Mark Morriss, a man who played to thousands at huge venues in the glory days of the 90s, must have had mixed feelings about turning out at the students union in Preston and performing to a crowd of, at a optimistic guess, 50.
It is like Lionel Messi, a decade down the line, playing for Halifax Town.
But credit to Morriss, frontman of former indie favourites The Bluetones, now flying solo, for delivering a show that was little short of terrific.
“For those of you at the front filming this,” the 41-year-old said, after bashing out Slight Return, which reached number two in 1996, “for God’s sake don’t put it on You Tube. There’ll be people saying ‘isn’t that the bloke who was on Top of the Pops once, why’s there no one watching him? Blimey he must have fallen on hard times‘.”
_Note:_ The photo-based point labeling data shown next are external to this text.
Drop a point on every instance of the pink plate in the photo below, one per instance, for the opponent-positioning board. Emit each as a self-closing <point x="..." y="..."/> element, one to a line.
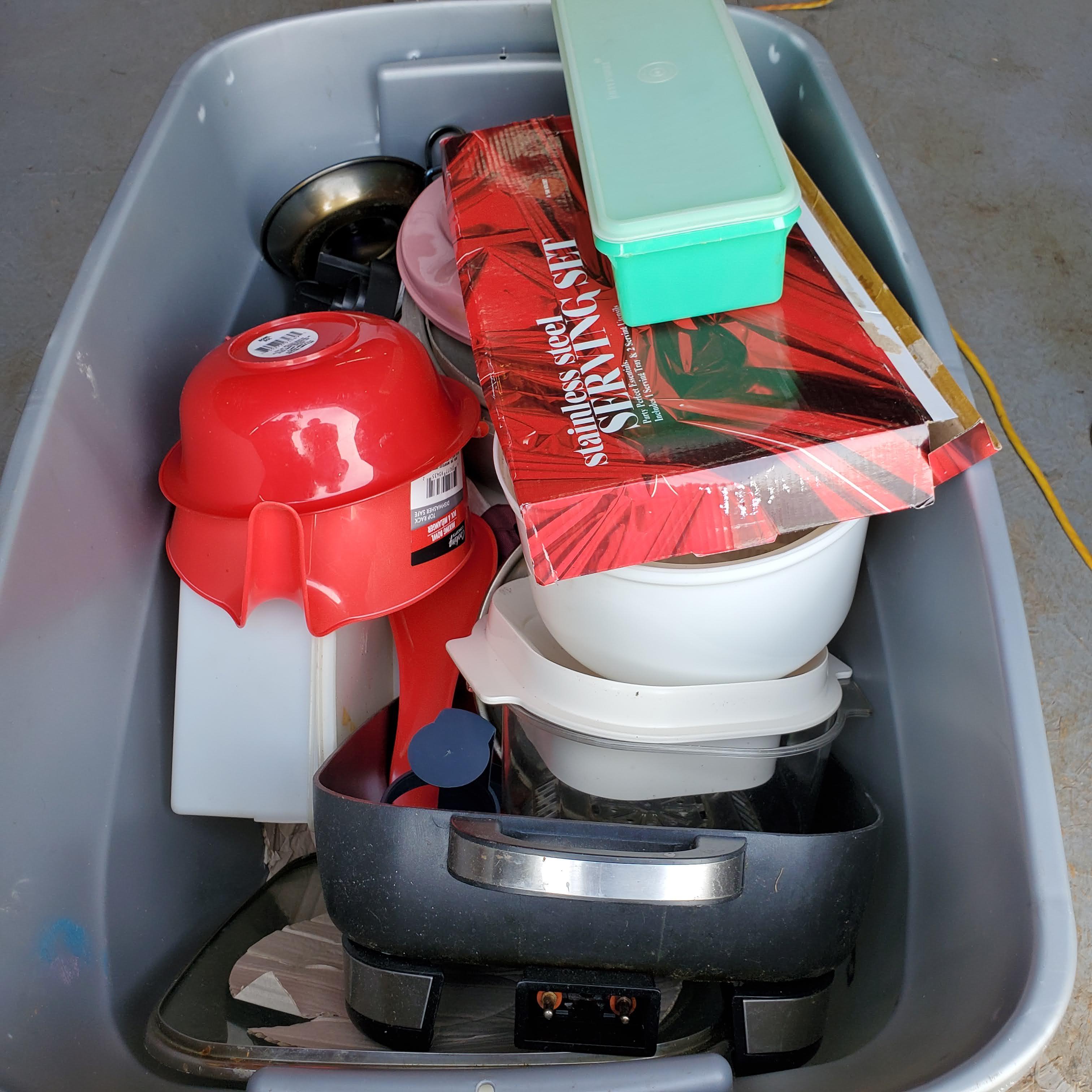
<point x="426" y="257"/>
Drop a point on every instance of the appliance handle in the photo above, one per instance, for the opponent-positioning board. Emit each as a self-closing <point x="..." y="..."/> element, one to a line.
<point x="698" y="1073"/>
<point x="710" y="868"/>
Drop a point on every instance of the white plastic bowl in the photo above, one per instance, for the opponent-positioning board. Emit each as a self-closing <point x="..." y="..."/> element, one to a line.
<point x="629" y="743"/>
<point x="693" y="621"/>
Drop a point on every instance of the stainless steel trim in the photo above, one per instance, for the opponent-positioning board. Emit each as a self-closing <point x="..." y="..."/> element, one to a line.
<point x="398" y="998"/>
<point x="777" y="1025"/>
<point x="479" y="853"/>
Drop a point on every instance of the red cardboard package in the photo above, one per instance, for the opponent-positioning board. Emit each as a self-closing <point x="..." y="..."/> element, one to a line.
<point x="700" y="436"/>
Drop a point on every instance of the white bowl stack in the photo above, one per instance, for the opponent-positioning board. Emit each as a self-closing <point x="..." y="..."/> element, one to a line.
<point x="672" y="679"/>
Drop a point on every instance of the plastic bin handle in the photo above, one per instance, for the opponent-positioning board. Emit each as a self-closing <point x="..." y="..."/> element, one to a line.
<point x="709" y="870"/>
<point x="699" y="1073"/>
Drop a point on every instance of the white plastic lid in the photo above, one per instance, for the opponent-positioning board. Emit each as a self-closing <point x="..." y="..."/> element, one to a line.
<point x="510" y="659"/>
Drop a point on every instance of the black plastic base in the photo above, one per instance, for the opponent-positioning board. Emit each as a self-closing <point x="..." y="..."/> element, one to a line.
<point x="381" y="992"/>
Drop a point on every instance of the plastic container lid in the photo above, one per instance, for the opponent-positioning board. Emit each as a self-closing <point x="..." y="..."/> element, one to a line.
<point x="674" y="133"/>
<point x="426" y="256"/>
<point x="510" y="659"/>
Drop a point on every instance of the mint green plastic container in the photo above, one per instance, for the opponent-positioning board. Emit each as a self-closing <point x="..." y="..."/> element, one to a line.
<point x="689" y="189"/>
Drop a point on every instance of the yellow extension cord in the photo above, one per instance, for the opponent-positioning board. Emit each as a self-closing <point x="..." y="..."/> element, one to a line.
<point x="1018" y="446"/>
<point x="980" y="368"/>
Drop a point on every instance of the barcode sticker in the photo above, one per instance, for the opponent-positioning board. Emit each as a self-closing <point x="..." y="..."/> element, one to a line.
<point x="437" y="485"/>
<point x="437" y="512"/>
<point x="279" y="343"/>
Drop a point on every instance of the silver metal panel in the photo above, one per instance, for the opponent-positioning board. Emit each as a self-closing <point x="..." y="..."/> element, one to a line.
<point x="711" y="872"/>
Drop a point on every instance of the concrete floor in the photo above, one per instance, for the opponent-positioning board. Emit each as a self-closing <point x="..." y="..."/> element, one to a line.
<point x="982" y="115"/>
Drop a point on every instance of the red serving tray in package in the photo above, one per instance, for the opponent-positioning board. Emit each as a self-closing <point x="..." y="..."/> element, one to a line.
<point x="699" y="436"/>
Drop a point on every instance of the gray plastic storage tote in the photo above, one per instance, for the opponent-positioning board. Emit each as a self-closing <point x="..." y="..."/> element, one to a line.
<point x="967" y="953"/>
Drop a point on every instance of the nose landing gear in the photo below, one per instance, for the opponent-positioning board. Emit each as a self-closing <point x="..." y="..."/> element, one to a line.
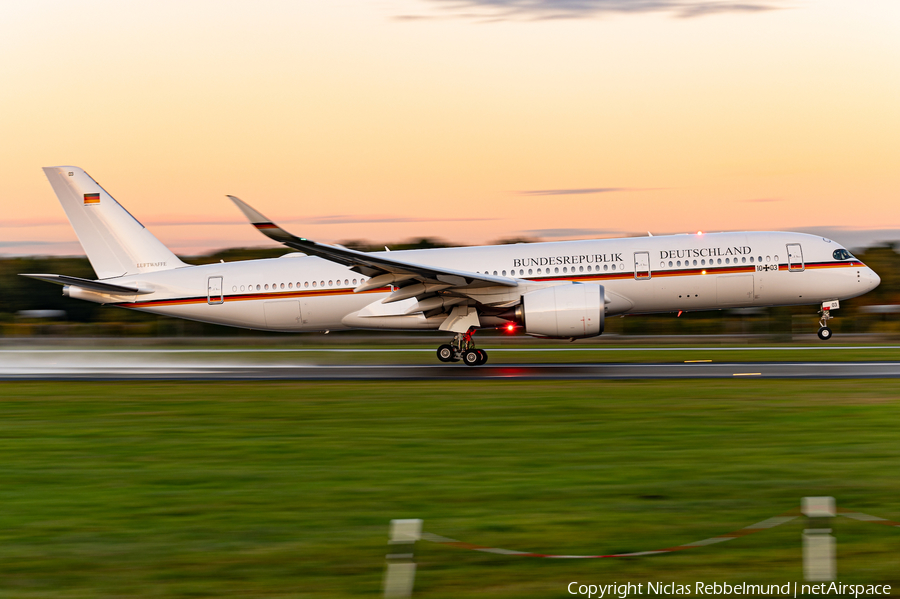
<point x="462" y="348"/>
<point x="825" y="315"/>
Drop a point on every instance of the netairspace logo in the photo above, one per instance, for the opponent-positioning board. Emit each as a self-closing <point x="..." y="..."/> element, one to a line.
<point x="626" y="589"/>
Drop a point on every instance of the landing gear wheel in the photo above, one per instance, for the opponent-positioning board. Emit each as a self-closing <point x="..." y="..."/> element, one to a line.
<point x="446" y="353"/>
<point x="483" y="356"/>
<point x="472" y="357"/>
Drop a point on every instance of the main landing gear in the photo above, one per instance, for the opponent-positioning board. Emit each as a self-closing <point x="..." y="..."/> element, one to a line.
<point x="825" y="315"/>
<point x="462" y="348"/>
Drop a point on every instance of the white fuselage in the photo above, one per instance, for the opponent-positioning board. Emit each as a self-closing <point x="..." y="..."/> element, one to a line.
<point x="639" y="275"/>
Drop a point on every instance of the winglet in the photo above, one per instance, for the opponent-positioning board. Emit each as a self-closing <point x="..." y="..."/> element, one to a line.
<point x="263" y="224"/>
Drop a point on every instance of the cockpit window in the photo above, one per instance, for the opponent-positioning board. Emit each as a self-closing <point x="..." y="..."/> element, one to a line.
<point x="842" y="255"/>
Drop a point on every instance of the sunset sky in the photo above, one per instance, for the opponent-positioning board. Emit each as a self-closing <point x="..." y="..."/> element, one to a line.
<point x="469" y="120"/>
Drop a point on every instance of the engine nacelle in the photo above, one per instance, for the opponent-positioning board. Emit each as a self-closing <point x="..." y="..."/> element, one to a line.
<point x="569" y="311"/>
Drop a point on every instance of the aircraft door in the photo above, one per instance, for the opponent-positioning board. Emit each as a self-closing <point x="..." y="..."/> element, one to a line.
<point x="214" y="291"/>
<point x="642" y="265"/>
<point x="795" y="257"/>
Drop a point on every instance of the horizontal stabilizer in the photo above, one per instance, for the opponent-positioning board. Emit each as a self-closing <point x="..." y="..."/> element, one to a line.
<point x="98" y="286"/>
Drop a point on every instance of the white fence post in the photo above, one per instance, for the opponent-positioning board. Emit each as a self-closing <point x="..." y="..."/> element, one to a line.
<point x="818" y="544"/>
<point x="401" y="567"/>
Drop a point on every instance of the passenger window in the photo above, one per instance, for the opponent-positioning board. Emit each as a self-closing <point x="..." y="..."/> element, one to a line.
<point x="842" y="255"/>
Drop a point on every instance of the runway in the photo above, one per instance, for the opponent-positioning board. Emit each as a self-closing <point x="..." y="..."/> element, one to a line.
<point x="120" y="366"/>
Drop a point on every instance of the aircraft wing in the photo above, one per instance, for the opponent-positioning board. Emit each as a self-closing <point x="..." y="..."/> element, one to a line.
<point x="381" y="270"/>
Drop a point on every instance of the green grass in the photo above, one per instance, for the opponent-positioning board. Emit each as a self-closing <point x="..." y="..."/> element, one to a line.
<point x="286" y="489"/>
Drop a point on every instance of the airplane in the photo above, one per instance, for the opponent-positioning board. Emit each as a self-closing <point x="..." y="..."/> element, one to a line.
<point x="562" y="289"/>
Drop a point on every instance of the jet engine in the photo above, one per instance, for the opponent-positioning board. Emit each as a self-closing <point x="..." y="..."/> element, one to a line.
<point x="569" y="311"/>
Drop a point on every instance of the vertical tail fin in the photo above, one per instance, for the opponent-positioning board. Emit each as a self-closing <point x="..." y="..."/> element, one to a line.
<point x="114" y="241"/>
He was refreshingly self-deprecating throughout, impressive from an artist who had more success than most - no less than 13 top 40 singles and three top 10 albums in a career that’s lasted 16 years and counting.
His set on Friday mixed old favourites - Bluetonic, Marblehead Johnson, Sleazy Bed Track - with material from a new solo album due later this year.
Judging from the superb opener - It’s Hard to be Good all of the Time - his new stuff will be worth listening to.
Morriss was a joy to watch, powerful voice combined with melodic guitar, and talkative and witty between songs.
Just a pity there weren’t more to see it.